DEAN R. KOONTZ. DARK Of THE WOODS

He found a stream, a seven-foot-wide span of water which was mostly frozen over by a thin crust of ice. It was almost certain that the stream ran down the center of the valley, from one end to another, following a fairly straight line, and it would therefore provide the shortest route to the pass. He paralleled it religiously, walking on its banks most of the time, except for one stretch where it cut deeper into the land and formed small cliffs to either side where thick, thorny brambles grew—their bite unsoothed by the white garb of winter they wore.

They were more than halfway across the depression, within an hour or so of the pass, when Leah grabbed his arm and yanked on it for him to stop. When he turned, she held a finger to her lips and said: “Listen.”

At first, all he could hear was the rush of air in and out of his own lungs and the roar of blood through his temples. Then the thing she wanted him to hear impressed itself above these sounds: a chattering—like copter blades. He tilted his head, searched the air for another piece of the noise, caught it again, closer this time. It was coming fast . . .

“Quick!” he gasped, grabbing her and pulling her backwards, off the bare earth along the banks of the stream, into the trees and brush.

“The suitcase!” she said.

He had set it down when she stopped him and had forgotten to bring it into concealment with them. It stood on the bank, looking a dozen times larger than it really was, a monument to his stupidity.

He looked anxiously at the gray sky, the falling snow, back the way they had come. There was no sign of the copter, though the noise of its engines and the roar of its blades grew closer and closer. He stood, took a step toward the suitcase, and caught sight of the aircraft coming across the tops of the trees five hundred yards away!

He fell, crashing into the brush, pressing desperately down into the shadows there. He felt thorns prick through his gloves, gouge his cheeks. There was a warm flush on his face, and he knew that he was bleeding a little. That didn’t bother him as it once would have. He was no longer thinking about the handsome image he must present to fans. He was thinking, instead, about winning this hard-played game to salvage his life. And hers. His survival instinct had always worked well on an intellectual level, for he had been able to save his sanity from his parents even as a child. But now, in this last day, that instinct was functioning on a physical plane as well; and he was pleased enough of that development to feel a surge of pride and delight as the Alliance copter swept overhead without slowing, without spotting the suitcase.

“Are you all right?” Leah asked.

He got to his knees, pulled a thorn from the edge of his lip, wiped his face, looked at his blood-smeared hand. “It looks worse than it is.
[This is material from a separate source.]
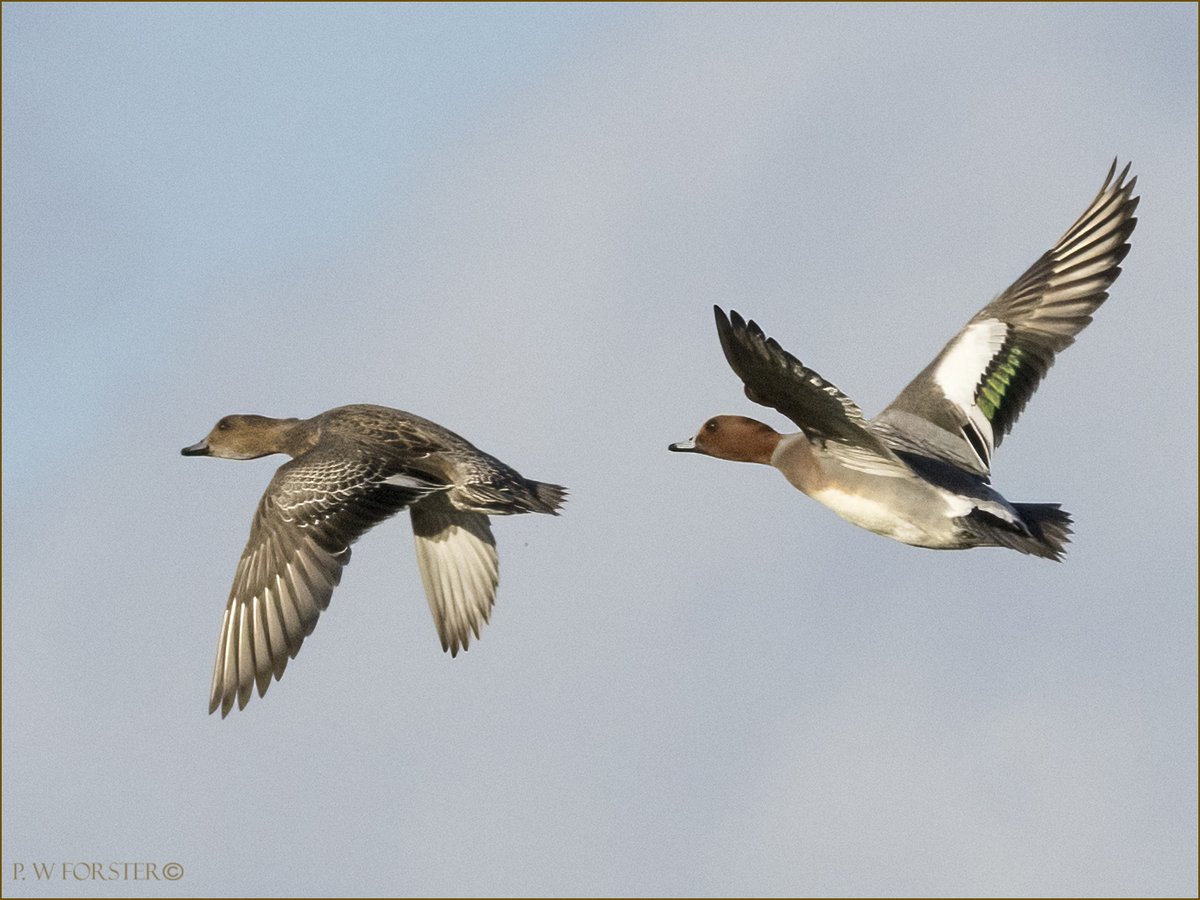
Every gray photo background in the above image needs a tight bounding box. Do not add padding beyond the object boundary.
[2,5,1198,896]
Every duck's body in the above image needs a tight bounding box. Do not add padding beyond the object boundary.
[670,163,1138,559]
[182,404,565,716]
I was just lucky not to collect one in the eye.”

“What are they doing?”

He looked to the pass, saw the Alliance copter taking up position at the way between the mountains. Directly beneath the place where it hovered, the ribbon of this stream tumbled down over gray rocks.

“They know we’re in the valley,” he said. “They’re waiting for us to come out.”

“Then they must have police coming in at the other end.”

He looked back the way they had come, listened. He thought he detected the sound of a second copter, somewhere back along the stream. “Let’s go.”

“Where?”

“Through the pass. Maybe we can find some way to sneak past the copter.”

“They’ll have men on the ground at that end, won’t they?”

“Maybe. But we can’t just sit here and wait. And it’s easier to go ahead than to double back and try to slip through the search line. They’re bound to have hand tracking units, heat sensors. Maybe not anything nearly as sophisticated as Sherlocks, but something good enough to keep us from passing them unnoticed.”